If this happens and all replicas are located in the zone that fails, the application using RWX storage will take 6-8 minutes to recover on the active zone. This pause is for the OpenShift Container Platform nodes in the failed zone to become NotReady
(60 seconds) and then for the default pod eviction timeout to expire (300 seconds).
Chapter 5. Recovering applications with RWO storage
Applications that use RWO storage (ReadWriteOnce) have a known behavior described in this Kubernetes issue. Because of this issue, if there is a data zone failure any application pods in that zone mounting RWO volumes (for example: cephrbd
based volumes) are stuck with Terminating
status after 6-8 minutes and will not be recreated on the active zone without manual intervention.
Check the OpenShift Container Platform nodes with a status of NotReady
. It may have an issue that prevents them from communicating with the OpenShift control plane. They may still be performing IO operations against persistent volumes in-spite of this communication issue.
If two pods are concurrently writing to the same RWO volume, there is a risk of data corruption. Some measure must be taken to ensure that processes on the NotReady
node are terminated or blocked until they can be terminated.
- Using an out of band management system to power off a node, with confirmation, would be an example of ensuring process termination.
Withdrawing a network route that is used by nodes at a failed site to communicate with storage would be another solution.

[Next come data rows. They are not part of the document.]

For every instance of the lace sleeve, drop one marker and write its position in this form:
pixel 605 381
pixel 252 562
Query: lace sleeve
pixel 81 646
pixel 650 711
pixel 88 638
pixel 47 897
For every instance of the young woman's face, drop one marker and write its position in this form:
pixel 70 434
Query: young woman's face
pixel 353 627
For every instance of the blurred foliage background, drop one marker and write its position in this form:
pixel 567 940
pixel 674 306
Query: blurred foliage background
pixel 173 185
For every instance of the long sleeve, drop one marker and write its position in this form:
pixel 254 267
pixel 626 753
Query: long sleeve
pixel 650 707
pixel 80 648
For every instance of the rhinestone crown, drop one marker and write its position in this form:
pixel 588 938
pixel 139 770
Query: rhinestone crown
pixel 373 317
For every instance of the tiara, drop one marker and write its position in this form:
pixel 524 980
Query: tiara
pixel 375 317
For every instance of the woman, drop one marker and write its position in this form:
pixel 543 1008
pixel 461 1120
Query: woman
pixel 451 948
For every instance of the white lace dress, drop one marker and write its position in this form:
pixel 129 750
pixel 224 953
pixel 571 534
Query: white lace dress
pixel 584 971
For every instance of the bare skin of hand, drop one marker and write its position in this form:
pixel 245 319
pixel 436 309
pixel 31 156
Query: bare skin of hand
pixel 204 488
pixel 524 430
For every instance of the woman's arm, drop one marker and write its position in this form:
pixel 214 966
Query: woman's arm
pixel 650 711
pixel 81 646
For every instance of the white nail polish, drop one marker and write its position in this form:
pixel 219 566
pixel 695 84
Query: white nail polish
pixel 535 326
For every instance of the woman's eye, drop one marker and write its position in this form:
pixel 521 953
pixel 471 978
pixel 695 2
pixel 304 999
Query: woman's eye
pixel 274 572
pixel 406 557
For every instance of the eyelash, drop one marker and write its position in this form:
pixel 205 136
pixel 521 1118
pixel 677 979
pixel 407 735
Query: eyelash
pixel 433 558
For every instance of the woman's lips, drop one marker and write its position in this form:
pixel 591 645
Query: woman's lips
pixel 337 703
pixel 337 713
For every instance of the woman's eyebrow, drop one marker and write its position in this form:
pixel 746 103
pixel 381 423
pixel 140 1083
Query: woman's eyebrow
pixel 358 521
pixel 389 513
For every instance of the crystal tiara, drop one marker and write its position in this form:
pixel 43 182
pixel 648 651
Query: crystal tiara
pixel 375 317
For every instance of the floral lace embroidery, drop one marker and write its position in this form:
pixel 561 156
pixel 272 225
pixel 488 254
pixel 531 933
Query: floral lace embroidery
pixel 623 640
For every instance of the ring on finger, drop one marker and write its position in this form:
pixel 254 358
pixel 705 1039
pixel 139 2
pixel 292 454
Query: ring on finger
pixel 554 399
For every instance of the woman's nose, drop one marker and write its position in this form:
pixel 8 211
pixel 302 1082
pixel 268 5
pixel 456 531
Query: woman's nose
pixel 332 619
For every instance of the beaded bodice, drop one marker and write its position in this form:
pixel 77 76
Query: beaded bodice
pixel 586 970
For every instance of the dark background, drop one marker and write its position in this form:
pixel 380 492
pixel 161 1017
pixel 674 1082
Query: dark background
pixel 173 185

NoteBefore restoring service to the failed zone or nodes, there must be confirmation that all pods with persistent volumes have terminated successfully.
To get the Terminating
pods to recreate on the active zone, you can either force delete the pod or delete the finalizer on the associated PV. Once one of these two actions are completed, the application pod should recreate on the active zone and successfully mount its RWO storage.
- Force delete the pod
Force deletions do not wait for confirmation from the kubelet that the Pod has been terminated.
$ oc delete pod <PODNAME> --grace-period=0 --force --namespace <NAMESPACE>
<PODNAME>
- Is the name of the pod
<NAMESPACE>
- Is the project namespace
- Deleting the finalizer on the associated PV
Find the associated PV for the Persistent Volume Claim (PVC) that is mounted by the
Terminating
pod and delete the finalizer using theoc patch
command.$ oc patch -n openshift-storage pv/<PV_NAME> -p '{"metadata":{"finalizers":[]}}' --type=merge
<PV_NAME>
Is the name of the PV
An easy way to find the associated PV is to describe the Terminating pod. If you see a multi-attach warning, it should have the PV names in the warning (for example, pvc-0595a8d2-683f-443b-aee0-6e547f5f5a7c).
$ oc describe pod <PODNAME> --namespace <NAMESPACE>
<PODNAME>
- Is the name of the pod
<NAMESPACE>
Is the project namespace
Example output:
[...] Events: Type Reason Age From Message ---- ------ ---- ---- ------- Normal Scheduled 4m5s default-scheduler Successfully assigned openshift-storage/noobaa-db-pg-0 to perf1-mz8bt-worker-d2hdm Warning FailedAttachVolume 4m5s attachdetach-controller Multi-Attach error for volume "pvc-0595a8d2-683f-443b-aee0-6e547f5f5a7c" Volume is already exclusively attached to one node and can't be attached to another
Chapter 6. Recovery for StatefulSet pods
Pods that are part of a stateful set have a similar issue as Pods mounting RWO volumes. Reference Kubernetes resource StatefulSet considerations for more information.
To get the Pods part of a StatefulSet to recreate on the active zone after 6-8 minutes, the Pod needs to be force deleted with the same requirements (i.e., OpenShift Container Platform node powered off or communication severed) as Pods with RWO volumes.